I think there are two different (albeit related) ways to measure whether
some piece of mathematics can be "easily formalized." The first is how
much time and effort is required to produce the relevant bit of code in a
computerized proof assistant. The second is how much time and effort is
required to convince oneself that the formalization can be carried out in
principle. The two measures are correlated but not identical. I admit
that I have never actually bitten the bullet and learned the details of
any specific proof assistant, but my general impression is that the
assistants that are based on type theory (not homotopy type theory) are
easier to work with than Mizar, the best-known set-theoretical assistant.

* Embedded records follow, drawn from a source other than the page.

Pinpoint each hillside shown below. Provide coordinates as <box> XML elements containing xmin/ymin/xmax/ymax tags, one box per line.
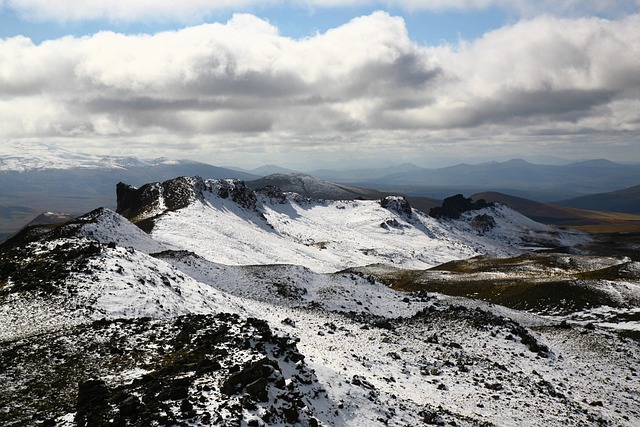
<box><xmin>248</xmin><ymin>173</ymin><xmax>441</xmax><ymax>214</ymax></box>
<box><xmin>555</xmin><ymin>184</ymin><xmax>640</xmax><ymax>214</ymax></box>
<box><xmin>246</xmin><ymin>173</ymin><xmax>385</xmax><ymax>201</ymax></box>
<box><xmin>1</xmin><ymin>177</ymin><xmax>639</xmax><ymax>426</ymax></box>
<box><xmin>473</xmin><ymin>191</ymin><xmax>640</xmax><ymax>233</ymax></box>
<box><xmin>116</xmin><ymin>177</ymin><xmax>588</xmax><ymax>273</ymax></box>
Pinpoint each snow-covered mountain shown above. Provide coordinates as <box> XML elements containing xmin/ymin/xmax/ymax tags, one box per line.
<box><xmin>1</xmin><ymin>176</ymin><xmax>638</xmax><ymax>426</ymax></box>
<box><xmin>0</xmin><ymin>142</ymin><xmax>180</xmax><ymax>172</ymax></box>
<box><xmin>0</xmin><ymin>145</ymin><xmax>259</xmax><ymax>238</ymax></box>
<box><xmin>117</xmin><ymin>176</ymin><xmax>588</xmax><ymax>274</ymax></box>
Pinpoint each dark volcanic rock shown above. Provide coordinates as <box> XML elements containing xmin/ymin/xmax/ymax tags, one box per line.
<box><xmin>76</xmin><ymin>379</ymin><xmax>109</xmax><ymax>427</ymax></box>
<box><xmin>429</xmin><ymin>194</ymin><xmax>493</xmax><ymax>219</ymax></box>
<box><xmin>0</xmin><ymin>314</ymin><xmax>335</xmax><ymax>427</ymax></box>
<box><xmin>221</xmin><ymin>357</ymin><xmax>280</xmax><ymax>398</ymax></box>
<box><xmin>116</xmin><ymin>177</ymin><xmax>259</xmax><ymax>225</ymax></box>
<box><xmin>380</xmin><ymin>196</ymin><xmax>412</xmax><ymax>217</ymax></box>
<box><xmin>116</xmin><ymin>176</ymin><xmax>199</xmax><ymax>222</ymax></box>
<box><xmin>257</xmin><ymin>185</ymin><xmax>288</xmax><ymax>204</ymax></box>
<box><xmin>216</xmin><ymin>179</ymin><xmax>258</xmax><ymax>210</ymax></box>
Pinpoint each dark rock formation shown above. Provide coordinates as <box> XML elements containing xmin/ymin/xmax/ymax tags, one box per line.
<box><xmin>380</xmin><ymin>196</ymin><xmax>412</xmax><ymax>217</ymax></box>
<box><xmin>117</xmin><ymin>177</ymin><xmax>260</xmax><ymax>224</ymax></box>
<box><xmin>256</xmin><ymin>185</ymin><xmax>288</xmax><ymax>204</ymax></box>
<box><xmin>215</xmin><ymin>179</ymin><xmax>257</xmax><ymax>210</ymax></box>
<box><xmin>429</xmin><ymin>194</ymin><xmax>493</xmax><ymax>219</ymax></box>
<box><xmin>76</xmin><ymin>379</ymin><xmax>109</xmax><ymax>427</ymax></box>
<box><xmin>116</xmin><ymin>176</ymin><xmax>202</xmax><ymax>220</ymax></box>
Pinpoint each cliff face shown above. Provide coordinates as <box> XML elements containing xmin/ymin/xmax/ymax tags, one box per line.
<box><xmin>116</xmin><ymin>176</ymin><xmax>200</xmax><ymax>222</ymax></box>
<box><xmin>429</xmin><ymin>194</ymin><xmax>493</xmax><ymax>219</ymax></box>
<box><xmin>116</xmin><ymin>177</ymin><xmax>258</xmax><ymax>224</ymax></box>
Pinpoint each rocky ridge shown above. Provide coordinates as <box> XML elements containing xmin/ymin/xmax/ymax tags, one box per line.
<box><xmin>0</xmin><ymin>178</ymin><xmax>638</xmax><ymax>426</ymax></box>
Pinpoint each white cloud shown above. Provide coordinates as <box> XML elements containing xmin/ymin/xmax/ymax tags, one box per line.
<box><xmin>2</xmin><ymin>0</ymin><xmax>638</xmax><ymax>22</ymax></box>
<box><xmin>0</xmin><ymin>12</ymin><xmax>639</xmax><ymax>164</ymax></box>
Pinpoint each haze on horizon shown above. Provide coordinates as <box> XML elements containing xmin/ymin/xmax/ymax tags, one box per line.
<box><xmin>0</xmin><ymin>1</ymin><xmax>639</xmax><ymax>171</ymax></box>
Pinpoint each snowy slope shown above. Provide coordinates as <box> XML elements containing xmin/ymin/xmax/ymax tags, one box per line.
<box><xmin>144</xmin><ymin>177</ymin><xmax>588</xmax><ymax>273</ymax></box>
<box><xmin>75</xmin><ymin>207</ymin><xmax>168</xmax><ymax>254</ymax></box>
<box><xmin>0</xmin><ymin>142</ymin><xmax>181</xmax><ymax>172</ymax></box>
<box><xmin>2</xmin><ymin>180</ymin><xmax>637</xmax><ymax>426</ymax></box>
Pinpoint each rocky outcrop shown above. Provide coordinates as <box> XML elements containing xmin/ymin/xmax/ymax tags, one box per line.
<box><xmin>429</xmin><ymin>194</ymin><xmax>493</xmax><ymax>219</ymax></box>
<box><xmin>116</xmin><ymin>176</ymin><xmax>203</xmax><ymax>222</ymax></box>
<box><xmin>380</xmin><ymin>196</ymin><xmax>412</xmax><ymax>217</ymax></box>
<box><xmin>0</xmin><ymin>314</ymin><xmax>334</xmax><ymax>426</ymax></box>
<box><xmin>116</xmin><ymin>177</ymin><xmax>260</xmax><ymax>225</ymax></box>
<box><xmin>215</xmin><ymin>179</ymin><xmax>258</xmax><ymax>210</ymax></box>
<box><xmin>256</xmin><ymin>185</ymin><xmax>288</xmax><ymax>204</ymax></box>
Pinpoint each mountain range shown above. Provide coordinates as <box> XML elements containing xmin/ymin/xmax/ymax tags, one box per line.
<box><xmin>312</xmin><ymin>158</ymin><xmax>640</xmax><ymax>201</ymax></box>
<box><xmin>3</xmin><ymin>147</ymin><xmax>640</xmax><ymax>239</ymax></box>
<box><xmin>0</xmin><ymin>149</ymin><xmax>258</xmax><ymax>238</ymax></box>
<box><xmin>2</xmin><ymin>175</ymin><xmax>639</xmax><ymax>425</ymax></box>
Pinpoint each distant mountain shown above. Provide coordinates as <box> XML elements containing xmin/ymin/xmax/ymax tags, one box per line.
<box><xmin>248</xmin><ymin>164</ymin><xmax>299</xmax><ymax>176</ymax></box>
<box><xmin>247</xmin><ymin>173</ymin><xmax>385</xmax><ymax>200</ymax></box>
<box><xmin>24</xmin><ymin>211</ymin><xmax>76</xmax><ymax>227</ymax></box>
<box><xmin>0</xmin><ymin>142</ymin><xmax>181</xmax><ymax>172</ymax></box>
<box><xmin>358</xmin><ymin>159</ymin><xmax>640</xmax><ymax>201</ymax></box>
<box><xmin>473</xmin><ymin>191</ymin><xmax>640</xmax><ymax>233</ymax></box>
<box><xmin>310</xmin><ymin>163</ymin><xmax>425</xmax><ymax>183</ymax></box>
<box><xmin>554</xmin><ymin>184</ymin><xmax>640</xmax><ymax>214</ymax></box>
<box><xmin>0</xmin><ymin>150</ymin><xmax>259</xmax><ymax>236</ymax></box>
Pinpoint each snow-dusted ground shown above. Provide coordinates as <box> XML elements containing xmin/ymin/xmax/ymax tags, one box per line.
<box><xmin>1</xmin><ymin>184</ymin><xmax>637</xmax><ymax>426</ymax></box>
<box><xmin>149</xmin><ymin>179</ymin><xmax>588</xmax><ymax>273</ymax></box>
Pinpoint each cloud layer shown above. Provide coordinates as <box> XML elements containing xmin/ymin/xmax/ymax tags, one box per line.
<box><xmin>1</xmin><ymin>11</ymin><xmax>639</xmax><ymax>165</ymax></box>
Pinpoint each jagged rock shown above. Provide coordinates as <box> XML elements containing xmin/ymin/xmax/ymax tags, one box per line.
<box><xmin>429</xmin><ymin>194</ymin><xmax>493</xmax><ymax>219</ymax></box>
<box><xmin>216</xmin><ymin>179</ymin><xmax>258</xmax><ymax>210</ymax></box>
<box><xmin>76</xmin><ymin>379</ymin><xmax>109</xmax><ymax>427</ymax></box>
<box><xmin>116</xmin><ymin>177</ymin><xmax>198</xmax><ymax>222</ymax></box>
<box><xmin>180</xmin><ymin>398</ymin><xmax>194</xmax><ymax>413</ymax></box>
<box><xmin>246</xmin><ymin>378</ymin><xmax>270</xmax><ymax>402</ymax></box>
<box><xmin>351</xmin><ymin>375</ymin><xmax>376</xmax><ymax>390</ymax></box>
<box><xmin>117</xmin><ymin>177</ymin><xmax>260</xmax><ymax>225</ymax></box>
<box><xmin>380</xmin><ymin>196</ymin><xmax>412</xmax><ymax>217</ymax></box>
<box><xmin>118</xmin><ymin>395</ymin><xmax>141</xmax><ymax>418</ymax></box>
<box><xmin>221</xmin><ymin>357</ymin><xmax>281</xmax><ymax>397</ymax></box>
<box><xmin>257</xmin><ymin>185</ymin><xmax>288</xmax><ymax>204</ymax></box>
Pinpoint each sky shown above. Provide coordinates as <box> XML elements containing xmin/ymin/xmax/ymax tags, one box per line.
<box><xmin>0</xmin><ymin>1</ymin><xmax>639</xmax><ymax>170</ymax></box>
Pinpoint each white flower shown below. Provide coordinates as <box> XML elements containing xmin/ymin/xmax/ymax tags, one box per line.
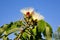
<box><xmin>20</xmin><ymin>7</ymin><xmax>44</xmax><ymax>20</ymax></box>
<box><xmin>32</xmin><ymin>12</ymin><xmax>44</xmax><ymax>20</ymax></box>
<box><xmin>20</xmin><ymin>7</ymin><xmax>34</xmax><ymax>15</ymax></box>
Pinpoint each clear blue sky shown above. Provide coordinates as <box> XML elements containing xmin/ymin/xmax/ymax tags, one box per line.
<box><xmin>0</xmin><ymin>0</ymin><xmax>60</xmax><ymax>39</ymax></box>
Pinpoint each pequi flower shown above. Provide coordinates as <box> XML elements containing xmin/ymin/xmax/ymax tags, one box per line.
<box><xmin>20</xmin><ymin>7</ymin><xmax>34</xmax><ymax>17</ymax></box>
<box><xmin>20</xmin><ymin>7</ymin><xmax>44</xmax><ymax>20</ymax></box>
<box><xmin>32</xmin><ymin>12</ymin><xmax>44</xmax><ymax>20</ymax></box>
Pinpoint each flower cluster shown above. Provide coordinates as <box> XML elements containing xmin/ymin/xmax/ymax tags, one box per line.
<box><xmin>20</xmin><ymin>7</ymin><xmax>44</xmax><ymax>21</ymax></box>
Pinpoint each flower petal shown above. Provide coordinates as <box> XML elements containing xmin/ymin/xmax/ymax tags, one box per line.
<box><xmin>32</xmin><ymin>12</ymin><xmax>44</xmax><ymax>20</ymax></box>
<box><xmin>20</xmin><ymin>7</ymin><xmax>34</xmax><ymax>15</ymax></box>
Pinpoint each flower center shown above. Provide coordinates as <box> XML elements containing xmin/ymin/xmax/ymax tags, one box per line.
<box><xmin>26</xmin><ymin>12</ymin><xmax>30</xmax><ymax>15</ymax></box>
<box><xmin>26</xmin><ymin>12</ymin><xmax>30</xmax><ymax>17</ymax></box>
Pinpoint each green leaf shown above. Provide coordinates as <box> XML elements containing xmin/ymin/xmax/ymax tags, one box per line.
<box><xmin>14</xmin><ymin>20</ymin><xmax>23</xmax><ymax>27</ymax></box>
<box><xmin>32</xmin><ymin>26</ymin><xmax>37</xmax><ymax>36</ymax></box>
<box><xmin>3</xmin><ymin>21</ymin><xmax>23</xmax><ymax>35</ymax></box>
<box><xmin>0</xmin><ymin>28</ymin><xmax>4</xmax><ymax>35</ymax></box>
<box><xmin>0</xmin><ymin>24</ymin><xmax>8</xmax><ymax>36</ymax></box>
<box><xmin>43</xmin><ymin>22</ymin><xmax>53</xmax><ymax>37</ymax></box>
<box><xmin>46</xmin><ymin>22</ymin><xmax>53</xmax><ymax>34</ymax></box>
<box><xmin>22</xmin><ymin>32</ymin><xmax>28</xmax><ymax>39</ymax></box>
<box><xmin>37</xmin><ymin>20</ymin><xmax>45</xmax><ymax>32</ymax></box>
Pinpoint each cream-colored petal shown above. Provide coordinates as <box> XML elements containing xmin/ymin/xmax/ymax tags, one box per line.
<box><xmin>20</xmin><ymin>7</ymin><xmax>34</xmax><ymax>15</ymax></box>
<box><xmin>32</xmin><ymin>12</ymin><xmax>44</xmax><ymax>20</ymax></box>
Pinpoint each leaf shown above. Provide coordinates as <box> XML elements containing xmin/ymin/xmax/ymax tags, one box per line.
<box><xmin>3</xmin><ymin>20</ymin><xmax>23</xmax><ymax>35</ymax></box>
<box><xmin>37</xmin><ymin>20</ymin><xmax>45</xmax><ymax>32</ymax></box>
<box><xmin>43</xmin><ymin>22</ymin><xmax>53</xmax><ymax>38</ymax></box>
<box><xmin>14</xmin><ymin>20</ymin><xmax>23</xmax><ymax>27</ymax></box>
<box><xmin>22</xmin><ymin>32</ymin><xmax>28</xmax><ymax>40</ymax></box>
<box><xmin>22</xmin><ymin>30</ymin><xmax>31</xmax><ymax>40</ymax></box>
<box><xmin>46</xmin><ymin>22</ymin><xmax>53</xmax><ymax>34</ymax></box>
<box><xmin>0</xmin><ymin>28</ymin><xmax>4</xmax><ymax>35</ymax></box>
<box><xmin>0</xmin><ymin>24</ymin><xmax>8</xmax><ymax>36</ymax></box>
<box><xmin>32</xmin><ymin>26</ymin><xmax>37</xmax><ymax>36</ymax></box>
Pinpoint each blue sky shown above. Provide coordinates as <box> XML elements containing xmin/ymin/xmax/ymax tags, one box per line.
<box><xmin>0</xmin><ymin>0</ymin><xmax>60</xmax><ymax>39</ymax></box>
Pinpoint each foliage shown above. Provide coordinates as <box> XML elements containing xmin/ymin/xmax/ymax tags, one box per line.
<box><xmin>0</xmin><ymin>20</ymin><xmax>53</xmax><ymax>40</ymax></box>
<box><xmin>57</xmin><ymin>26</ymin><xmax>60</xmax><ymax>32</ymax></box>
<box><xmin>53</xmin><ymin>26</ymin><xmax>60</xmax><ymax>40</ymax></box>
<box><xmin>0</xmin><ymin>8</ymin><xmax>53</xmax><ymax>40</ymax></box>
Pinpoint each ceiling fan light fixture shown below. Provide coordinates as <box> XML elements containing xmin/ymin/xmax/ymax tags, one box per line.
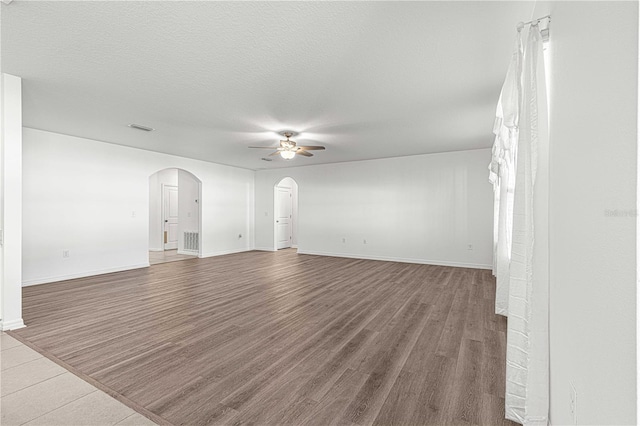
<box><xmin>249</xmin><ymin>130</ymin><xmax>324</xmax><ymax>160</ymax></box>
<box><xmin>280</xmin><ymin>150</ymin><xmax>296</xmax><ymax>160</ymax></box>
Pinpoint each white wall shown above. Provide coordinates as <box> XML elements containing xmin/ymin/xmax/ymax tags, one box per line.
<box><xmin>255</xmin><ymin>149</ymin><xmax>493</xmax><ymax>268</ymax></box>
<box><xmin>1</xmin><ymin>74</ymin><xmax>24</xmax><ymax>330</ymax></box>
<box><xmin>148</xmin><ymin>168</ymin><xmax>178</xmax><ymax>251</ymax></box>
<box><xmin>22</xmin><ymin>128</ymin><xmax>255</xmax><ymax>286</ymax></box>
<box><xmin>177</xmin><ymin>169</ymin><xmax>200</xmax><ymax>252</ymax></box>
<box><xmin>535</xmin><ymin>1</ymin><xmax>638</xmax><ymax>424</ymax></box>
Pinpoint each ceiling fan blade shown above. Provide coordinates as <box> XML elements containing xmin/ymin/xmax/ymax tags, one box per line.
<box><xmin>249</xmin><ymin>146</ymin><xmax>280</xmax><ymax>149</ymax></box>
<box><xmin>297</xmin><ymin>150</ymin><xmax>313</xmax><ymax>157</ymax></box>
<box><xmin>298</xmin><ymin>146</ymin><xmax>325</xmax><ymax>151</ymax></box>
<box><xmin>268</xmin><ymin>151</ymin><xmax>282</xmax><ymax>156</ymax></box>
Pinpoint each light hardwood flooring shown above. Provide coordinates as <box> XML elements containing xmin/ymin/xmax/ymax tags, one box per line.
<box><xmin>10</xmin><ymin>249</ymin><xmax>517</xmax><ymax>426</ymax></box>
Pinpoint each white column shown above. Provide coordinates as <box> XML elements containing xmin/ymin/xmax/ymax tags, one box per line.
<box><xmin>1</xmin><ymin>73</ymin><xmax>24</xmax><ymax>330</ymax></box>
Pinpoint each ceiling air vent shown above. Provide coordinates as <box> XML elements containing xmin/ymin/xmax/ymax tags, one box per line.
<box><xmin>128</xmin><ymin>123</ymin><xmax>154</xmax><ymax>132</ymax></box>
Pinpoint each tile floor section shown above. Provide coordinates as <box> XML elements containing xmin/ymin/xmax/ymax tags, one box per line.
<box><xmin>1</xmin><ymin>332</ymin><xmax>157</xmax><ymax>426</ymax></box>
<box><xmin>148</xmin><ymin>249</ymin><xmax>197</xmax><ymax>265</ymax></box>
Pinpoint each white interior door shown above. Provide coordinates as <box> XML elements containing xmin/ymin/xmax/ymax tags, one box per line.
<box><xmin>276</xmin><ymin>186</ymin><xmax>292</xmax><ymax>249</ymax></box>
<box><xmin>163</xmin><ymin>185</ymin><xmax>178</xmax><ymax>250</ymax></box>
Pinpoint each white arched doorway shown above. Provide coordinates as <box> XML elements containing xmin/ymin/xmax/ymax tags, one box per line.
<box><xmin>148</xmin><ymin>168</ymin><xmax>202</xmax><ymax>264</ymax></box>
<box><xmin>274</xmin><ymin>177</ymin><xmax>299</xmax><ymax>250</ymax></box>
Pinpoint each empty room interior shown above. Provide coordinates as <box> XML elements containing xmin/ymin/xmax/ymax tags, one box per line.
<box><xmin>0</xmin><ymin>1</ymin><xmax>638</xmax><ymax>425</ymax></box>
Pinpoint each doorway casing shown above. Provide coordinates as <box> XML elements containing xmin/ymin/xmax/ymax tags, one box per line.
<box><xmin>148</xmin><ymin>168</ymin><xmax>203</xmax><ymax>258</ymax></box>
<box><xmin>273</xmin><ymin>177</ymin><xmax>299</xmax><ymax>251</ymax></box>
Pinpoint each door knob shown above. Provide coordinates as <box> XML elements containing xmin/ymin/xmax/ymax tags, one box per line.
<box><xmin>276</xmin><ymin>220</ymin><xmax>279</xmax><ymax>223</ymax></box>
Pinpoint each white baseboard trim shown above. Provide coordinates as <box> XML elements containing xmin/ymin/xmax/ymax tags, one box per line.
<box><xmin>1</xmin><ymin>318</ymin><xmax>25</xmax><ymax>331</ymax></box>
<box><xmin>22</xmin><ymin>263</ymin><xmax>151</xmax><ymax>287</ymax></box>
<box><xmin>296</xmin><ymin>250</ymin><xmax>492</xmax><ymax>270</ymax></box>
<box><xmin>177</xmin><ymin>250</ymin><xmax>199</xmax><ymax>256</ymax></box>
<box><xmin>253</xmin><ymin>247</ymin><xmax>277</xmax><ymax>252</ymax></box>
<box><xmin>199</xmin><ymin>247</ymin><xmax>253</xmax><ymax>258</ymax></box>
<box><xmin>292</xmin><ymin>245</ymin><xmax>299</xmax><ymax>249</ymax></box>
<box><xmin>148</xmin><ymin>248</ymin><xmax>163</xmax><ymax>252</ymax></box>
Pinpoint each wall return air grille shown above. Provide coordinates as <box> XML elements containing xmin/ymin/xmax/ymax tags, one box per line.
<box><xmin>183</xmin><ymin>231</ymin><xmax>199</xmax><ymax>252</ymax></box>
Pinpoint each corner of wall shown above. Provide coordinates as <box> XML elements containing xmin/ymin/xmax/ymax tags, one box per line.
<box><xmin>1</xmin><ymin>73</ymin><xmax>23</xmax><ymax>329</ymax></box>
<box><xmin>1</xmin><ymin>318</ymin><xmax>25</xmax><ymax>331</ymax></box>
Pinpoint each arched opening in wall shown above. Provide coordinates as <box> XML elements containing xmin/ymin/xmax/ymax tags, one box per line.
<box><xmin>148</xmin><ymin>168</ymin><xmax>202</xmax><ymax>265</ymax></box>
<box><xmin>274</xmin><ymin>177</ymin><xmax>299</xmax><ymax>251</ymax></box>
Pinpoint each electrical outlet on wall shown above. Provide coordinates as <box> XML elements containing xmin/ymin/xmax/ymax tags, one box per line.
<box><xmin>569</xmin><ymin>382</ymin><xmax>578</xmax><ymax>425</ymax></box>
<box><xmin>467</xmin><ymin>243</ymin><xmax>473</xmax><ymax>250</ymax></box>
<box><xmin>342</xmin><ymin>238</ymin><xmax>346</xmax><ymax>243</ymax></box>
<box><xmin>62</xmin><ymin>250</ymin><xmax>70</xmax><ymax>258</ymax></box>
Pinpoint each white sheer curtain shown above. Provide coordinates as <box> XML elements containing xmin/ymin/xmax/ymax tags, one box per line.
<box><xmin>490</xmin><ymin>32</ymin><xmax>522</xmax><ymax>316</ymax></box>
<box><xmin>490</xmin><ymin>21</ymin><xmax>550</xmax><ymax>425</ymax></box>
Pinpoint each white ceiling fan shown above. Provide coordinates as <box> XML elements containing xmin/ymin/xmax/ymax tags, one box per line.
<box><xmin>249</xmin><ymin>132</ymin><xmax>325</xmax><ymax>160</ymax></box>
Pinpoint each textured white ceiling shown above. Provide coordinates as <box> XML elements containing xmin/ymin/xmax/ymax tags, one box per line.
<box><xmin>2</xmin><ymin>1</ymin><xmax>534</xmax><ymax>170</ymax></box>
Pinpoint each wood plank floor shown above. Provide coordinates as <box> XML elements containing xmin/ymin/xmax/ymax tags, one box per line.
<box><xmin>11</xmin><ymin>250</ymin><xmax>518</xmax><ymax>426</ymax></box>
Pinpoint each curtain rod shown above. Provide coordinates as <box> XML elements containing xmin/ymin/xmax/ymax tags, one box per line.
<box><xmin>521</xmin><ymin>15</ymin><xmax>551</xmax><ymax>26</ymax></box>
<box><xmin>518</xmin><ymin>15</ymin><xmax>551</xmax><ymax>42</ymax></box>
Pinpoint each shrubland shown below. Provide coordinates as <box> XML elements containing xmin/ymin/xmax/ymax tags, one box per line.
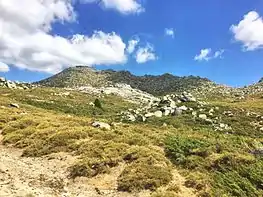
<box><xmin>1</xmin><ymin>86</ymin><xmax>263</xmax><ymax>196</ymax></box>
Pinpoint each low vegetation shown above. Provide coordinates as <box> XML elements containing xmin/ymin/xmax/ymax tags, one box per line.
<box><xmin>1</xmin><ymin>86</ymin><xmax>263</xmax><ymax>196</ymax></box>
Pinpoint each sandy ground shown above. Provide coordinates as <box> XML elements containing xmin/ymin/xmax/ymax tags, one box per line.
<box><xmin>0</xmin><ymin>132</ymin><xmax>195</xmax><ymax>197</ymax></box>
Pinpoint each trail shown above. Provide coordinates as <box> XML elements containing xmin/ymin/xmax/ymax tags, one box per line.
<box><xmin>0</xmin><ymin>132</ymin><xmax>147</xmax><ymax>197</ymax></box>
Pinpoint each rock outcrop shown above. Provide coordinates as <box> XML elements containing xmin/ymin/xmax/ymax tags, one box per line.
<box><xmin>0</xmin><ymin>77</ymin><xmax>33</xmax><ymax>90</ymax></box>
<box><xmin>120</xmin><ymin>92</ymin><xmax>232</xmax><ymax>132</ymax></box>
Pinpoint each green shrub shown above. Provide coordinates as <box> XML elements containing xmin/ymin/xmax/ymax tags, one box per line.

Is this impression correct? If we assume this is true for the sake of
argument, then it's still not clear to me that these are the right
foundations to teach to students, unless we envisage them spending a lot
of time with a proof assistant in the future. Conceptual simplicity seems
like it might be a more important criterion than engineering efficiency,
from a pedagogical point of view. Now maybe type theory (or homotopy type
theory) wins on both fronts, but there are still separate questions here."
Here are some things that I have been told by various proclaimed
experts from various relevant fields.
"Practical general purpose programming languages need types, because
type checking is needed to develop software that can be debugged. We
need everywhere defined operations, which drives the need for type
checking. Partially defined operations are not a good idea - at least
an entire programming infrastructure has already been set up avoiding
partially defined operations. The same is true for formalization of
mathematics."
"The set theoretic foundations for mathematics is substantially
simpler than the alternatives based on types. However, attempts to use
the usual set theoretic foundations for mathematics make it impossible
- in the practical sense - to actually formalize abstract mathematics.
Hence the move to sophisticated type theories is necessary."
"Certain areas of abstract mathematics have now become sufficiently
far from rigorous in their current presentation that an urgent
critical need has arisen for formal verification. Without this effort,
certain areas of abstract mathematics will become impossible to
properly develop."
The usual foundations for mathematics is extremely powerful and
flexible, and supports all kinds of devices that seem to be second
nature only to those who have immersed themselves in it. Typical
elementary instances of this are the proper use of undefined terms and
abbreviations. It also has a profound kind of completely natural
philosophical coherence.
The proclaimed experts also claim that "alternative foundations for
mathematics is extremely powerful and flexible, and supports all kinds
of devices that seem to be second nature only to those who have
immersed themselves in it."
However, some issues still remain.
1. It appears that there is a substantial difference in complexity and
philosophical coherence. Some proclaimed experts will even agree with
this assessment, at least to some degree. These proclaimed experts
may, however, argue that it is not important, or not too important -
at least relative to what is gained.
2. In conversations about these matters, I have always asked for the
SIMPLEST IMPORTANT situation where the usual set theoretic foundations
is impossible to work with in a practical sense. I say that the burden
would then be on me to show how the usual foundations can be readily
adapted to do at least as good a job as alternatives. In each case, I
never got a sufficiently clear account of such a SIMPLE IMPORTANT
situation so that I could dig my teeth into how it could be properly
handled in the usual foundations.
I am not dug into uncritically accepting the way things are normally
done - and that includes the usual set theoretic foundations. On the
contrary, I see deep systematic flaws in almost every area of
intellectual activity that I am acquainted with - in terms of both
education and practice. This ranges from mathematics, statistics,
physics, law, politics, philosophy, music, chess, etcetera. But when
something really good comes along, like set theoretic foundations and
Bach, I can be supportive and enthusiastic.